Не успел Гамерсли произнести эти слова, как краснокожие вскочили на коней, держа в руках луки и чем-то обмотанные стрелы. И прежде чем осажденные успели что-либо предпринять, на них со всех сторон посыпались ярко пылавшие стрелы.
Индейцы, прячась за своих лошадей, оставляя незащищенными лишь руку и ногу, приближались до расстояния, откуда стрелы попадали в цель, и вновь быстро отъезжали.
— Братья, к оружию! — скомандовал Вальтер. — Цельтесь хорошенько, чтобы не тратить даром зарядов!
Пока Вальтер распоряжался, в воздухе блеснула горящая стрела и, взвившись, как огненная ракета, упала, дымясь, шагах в двадцати от центра каравана.
Увлекшиеся краснокожие забыли всякие предосторожности и все теснее и теснее замыкали круг, пока их стрелы одна за другой не посыпались целым дождем сверкающих ракет на крыши фургонов с товарами.
Многие из дикарей падали, пронзенные пулями белых, но сейчас же их заменяли другие, из задних рядов. Вскоре над белыми полотняными крышами фургонов показались огромные клубы дыма и пламя мало-помалу распространилось по всему каравану.

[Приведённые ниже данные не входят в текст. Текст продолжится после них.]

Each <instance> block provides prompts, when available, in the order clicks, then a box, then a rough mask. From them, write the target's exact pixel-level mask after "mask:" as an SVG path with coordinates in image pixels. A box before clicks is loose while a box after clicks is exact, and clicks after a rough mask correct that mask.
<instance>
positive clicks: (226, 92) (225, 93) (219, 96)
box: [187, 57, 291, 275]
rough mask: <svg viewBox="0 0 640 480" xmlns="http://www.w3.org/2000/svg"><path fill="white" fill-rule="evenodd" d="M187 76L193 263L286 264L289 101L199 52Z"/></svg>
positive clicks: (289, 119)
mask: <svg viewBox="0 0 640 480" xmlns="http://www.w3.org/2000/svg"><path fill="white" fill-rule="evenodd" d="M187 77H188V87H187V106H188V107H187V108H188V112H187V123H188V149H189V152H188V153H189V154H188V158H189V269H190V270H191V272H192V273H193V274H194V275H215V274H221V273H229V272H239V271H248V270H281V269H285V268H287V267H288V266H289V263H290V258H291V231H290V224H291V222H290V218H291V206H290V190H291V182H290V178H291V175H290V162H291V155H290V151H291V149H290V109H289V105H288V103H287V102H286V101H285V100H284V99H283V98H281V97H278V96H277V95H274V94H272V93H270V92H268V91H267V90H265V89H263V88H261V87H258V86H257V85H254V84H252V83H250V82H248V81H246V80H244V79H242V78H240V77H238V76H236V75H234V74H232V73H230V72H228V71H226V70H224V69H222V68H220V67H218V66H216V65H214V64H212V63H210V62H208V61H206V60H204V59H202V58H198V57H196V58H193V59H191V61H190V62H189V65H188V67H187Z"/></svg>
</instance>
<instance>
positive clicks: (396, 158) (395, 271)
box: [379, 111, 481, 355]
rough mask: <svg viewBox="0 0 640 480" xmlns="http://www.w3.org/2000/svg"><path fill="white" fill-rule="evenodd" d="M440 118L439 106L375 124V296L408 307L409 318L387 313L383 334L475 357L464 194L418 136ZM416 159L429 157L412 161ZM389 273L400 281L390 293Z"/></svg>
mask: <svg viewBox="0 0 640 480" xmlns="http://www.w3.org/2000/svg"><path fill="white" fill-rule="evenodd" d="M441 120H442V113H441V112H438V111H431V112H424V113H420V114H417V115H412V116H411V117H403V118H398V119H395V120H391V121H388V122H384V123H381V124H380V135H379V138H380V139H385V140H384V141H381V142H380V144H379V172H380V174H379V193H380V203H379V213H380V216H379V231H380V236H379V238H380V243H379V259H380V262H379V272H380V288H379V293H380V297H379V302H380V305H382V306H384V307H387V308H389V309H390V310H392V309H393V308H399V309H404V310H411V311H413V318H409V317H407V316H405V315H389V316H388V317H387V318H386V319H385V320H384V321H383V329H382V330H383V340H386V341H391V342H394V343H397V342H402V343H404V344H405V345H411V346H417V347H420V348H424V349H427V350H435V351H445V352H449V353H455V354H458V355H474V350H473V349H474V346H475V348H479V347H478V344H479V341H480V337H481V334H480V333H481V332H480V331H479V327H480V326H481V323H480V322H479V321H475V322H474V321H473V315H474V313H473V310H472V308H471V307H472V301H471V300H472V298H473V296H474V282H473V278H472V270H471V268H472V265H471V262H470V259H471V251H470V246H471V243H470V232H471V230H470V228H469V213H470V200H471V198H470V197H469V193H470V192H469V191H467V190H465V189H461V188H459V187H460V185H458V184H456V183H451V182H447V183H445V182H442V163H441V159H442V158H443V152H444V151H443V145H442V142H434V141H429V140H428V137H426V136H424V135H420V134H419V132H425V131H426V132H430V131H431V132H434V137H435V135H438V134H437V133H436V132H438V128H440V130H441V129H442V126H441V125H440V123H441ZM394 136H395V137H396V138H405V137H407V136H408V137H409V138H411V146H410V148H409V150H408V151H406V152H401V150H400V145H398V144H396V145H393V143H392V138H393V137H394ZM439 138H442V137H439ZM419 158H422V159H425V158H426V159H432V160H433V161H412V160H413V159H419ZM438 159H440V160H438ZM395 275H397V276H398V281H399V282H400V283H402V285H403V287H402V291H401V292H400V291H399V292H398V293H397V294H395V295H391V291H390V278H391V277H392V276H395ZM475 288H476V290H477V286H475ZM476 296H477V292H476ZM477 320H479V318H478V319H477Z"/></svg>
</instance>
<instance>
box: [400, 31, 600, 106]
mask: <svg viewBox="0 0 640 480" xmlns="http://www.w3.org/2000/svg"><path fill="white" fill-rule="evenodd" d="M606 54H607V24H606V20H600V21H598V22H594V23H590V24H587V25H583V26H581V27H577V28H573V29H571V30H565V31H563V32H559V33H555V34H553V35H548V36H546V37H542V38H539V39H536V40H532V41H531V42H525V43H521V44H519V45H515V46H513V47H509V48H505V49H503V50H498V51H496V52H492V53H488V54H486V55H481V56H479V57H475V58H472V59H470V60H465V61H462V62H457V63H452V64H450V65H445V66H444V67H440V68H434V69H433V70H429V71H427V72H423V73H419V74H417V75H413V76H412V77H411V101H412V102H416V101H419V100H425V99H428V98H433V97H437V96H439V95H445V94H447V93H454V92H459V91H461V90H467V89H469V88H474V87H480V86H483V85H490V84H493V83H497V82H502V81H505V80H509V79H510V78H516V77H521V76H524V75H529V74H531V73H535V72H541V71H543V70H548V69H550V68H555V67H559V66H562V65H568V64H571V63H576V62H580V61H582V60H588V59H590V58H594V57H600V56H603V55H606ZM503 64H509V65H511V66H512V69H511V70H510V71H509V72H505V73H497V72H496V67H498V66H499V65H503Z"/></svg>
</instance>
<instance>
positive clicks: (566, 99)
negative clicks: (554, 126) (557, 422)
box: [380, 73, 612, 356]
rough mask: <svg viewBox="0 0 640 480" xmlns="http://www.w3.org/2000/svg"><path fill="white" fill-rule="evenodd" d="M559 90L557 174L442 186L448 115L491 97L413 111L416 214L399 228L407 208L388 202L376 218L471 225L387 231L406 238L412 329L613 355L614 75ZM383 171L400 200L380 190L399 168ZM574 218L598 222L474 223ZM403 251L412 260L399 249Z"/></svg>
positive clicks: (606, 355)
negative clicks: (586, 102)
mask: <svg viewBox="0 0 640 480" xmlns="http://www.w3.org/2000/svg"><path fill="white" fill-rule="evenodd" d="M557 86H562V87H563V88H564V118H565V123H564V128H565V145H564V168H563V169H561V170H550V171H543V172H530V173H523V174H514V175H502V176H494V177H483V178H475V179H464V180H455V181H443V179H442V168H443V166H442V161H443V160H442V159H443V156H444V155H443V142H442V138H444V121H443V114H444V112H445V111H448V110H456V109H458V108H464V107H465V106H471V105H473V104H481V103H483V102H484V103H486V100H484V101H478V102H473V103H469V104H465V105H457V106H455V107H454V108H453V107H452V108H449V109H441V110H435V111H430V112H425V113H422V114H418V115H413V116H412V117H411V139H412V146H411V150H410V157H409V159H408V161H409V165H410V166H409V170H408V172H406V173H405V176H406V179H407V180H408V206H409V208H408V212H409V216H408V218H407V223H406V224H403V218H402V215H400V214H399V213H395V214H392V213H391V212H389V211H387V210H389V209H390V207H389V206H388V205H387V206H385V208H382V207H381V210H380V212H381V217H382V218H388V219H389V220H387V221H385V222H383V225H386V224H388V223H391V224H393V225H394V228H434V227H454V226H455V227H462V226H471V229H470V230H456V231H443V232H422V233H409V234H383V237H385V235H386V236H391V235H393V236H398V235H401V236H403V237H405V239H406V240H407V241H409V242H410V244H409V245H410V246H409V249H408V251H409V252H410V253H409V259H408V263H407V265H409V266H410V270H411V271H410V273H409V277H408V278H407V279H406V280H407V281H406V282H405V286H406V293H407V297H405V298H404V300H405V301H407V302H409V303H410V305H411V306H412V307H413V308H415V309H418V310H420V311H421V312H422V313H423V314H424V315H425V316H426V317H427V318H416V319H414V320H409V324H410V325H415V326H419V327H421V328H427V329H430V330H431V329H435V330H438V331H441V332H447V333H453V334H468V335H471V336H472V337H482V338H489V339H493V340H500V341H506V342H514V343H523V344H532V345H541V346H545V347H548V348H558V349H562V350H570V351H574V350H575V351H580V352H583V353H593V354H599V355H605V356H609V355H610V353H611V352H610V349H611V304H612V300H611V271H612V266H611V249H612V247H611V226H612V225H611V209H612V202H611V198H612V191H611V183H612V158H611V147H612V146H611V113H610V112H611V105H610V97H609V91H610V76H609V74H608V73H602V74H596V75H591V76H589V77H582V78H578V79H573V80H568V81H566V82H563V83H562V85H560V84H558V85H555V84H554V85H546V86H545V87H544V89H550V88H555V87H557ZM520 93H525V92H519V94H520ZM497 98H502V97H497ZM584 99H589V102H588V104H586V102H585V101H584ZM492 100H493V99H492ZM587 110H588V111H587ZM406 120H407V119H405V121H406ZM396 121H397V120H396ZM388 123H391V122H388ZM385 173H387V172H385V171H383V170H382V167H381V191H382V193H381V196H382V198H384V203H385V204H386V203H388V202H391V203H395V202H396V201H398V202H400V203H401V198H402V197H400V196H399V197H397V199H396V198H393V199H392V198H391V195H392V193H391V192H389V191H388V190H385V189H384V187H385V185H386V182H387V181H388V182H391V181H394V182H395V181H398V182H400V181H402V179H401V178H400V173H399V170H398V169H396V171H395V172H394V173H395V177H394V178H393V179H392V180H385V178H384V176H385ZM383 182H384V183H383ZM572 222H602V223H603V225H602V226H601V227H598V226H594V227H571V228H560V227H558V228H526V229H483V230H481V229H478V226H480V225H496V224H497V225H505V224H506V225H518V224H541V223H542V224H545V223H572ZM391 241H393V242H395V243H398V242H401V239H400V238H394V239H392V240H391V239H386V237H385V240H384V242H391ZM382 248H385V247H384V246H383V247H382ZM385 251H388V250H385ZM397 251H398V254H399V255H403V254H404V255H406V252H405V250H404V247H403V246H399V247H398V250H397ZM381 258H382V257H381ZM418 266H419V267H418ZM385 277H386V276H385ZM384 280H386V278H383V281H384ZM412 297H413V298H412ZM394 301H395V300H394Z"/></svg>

Но осажденные в пылу боя не отдавали себе отчета в том, что происходит. Они принимали этот зловещий дым за пороховой. Наконец они поняли, в чем дело.
— Мы горим, братцы! — первый воскликнул Вальтер.
— Что нам делать, что нам делать? — закричали все.
— Ничего другого, — ответил Гамерсли, — как продолжать бороться до последней возможности!
Едва Франк произнес эти слова, как все фургоны заволок густой дым. Не имея даже воды, чтобы бороться с огнем, белые решили засыпать его песком и, вынув из фургона лопаты, деятельно принялись за работу. Но не долго они могли продолжать ее; краснокожие, ободренные своим успехом, все теснее стягивались вокруг каравана. Пришлось вновь взяться за ружья. Несмотря на сильный дым, белые хорошо видели краснокожих, бесстрашно приближавшихся к ним. Карабины, не переставая, стреляли, и земля покрывалась трупами дикарей. Но вот настал критический момент. Казалось, что краснокожие во что бы то ни стало решили победить и взять в трофей скальпы белых! Кругом все пылало и заволакивало дымом. Что было делать белым? Неужели сдаться?
Никогда! Не даром Гамерсли произнес: «Умрем как граждане свободной страны, а не по-собачьи!»
А положение белых становилось все более безнадежным. Это уже не была первоначальная борьба на расстоянии, но отчаянная, безжалостная бойня, грозившая перейти в рукопашную.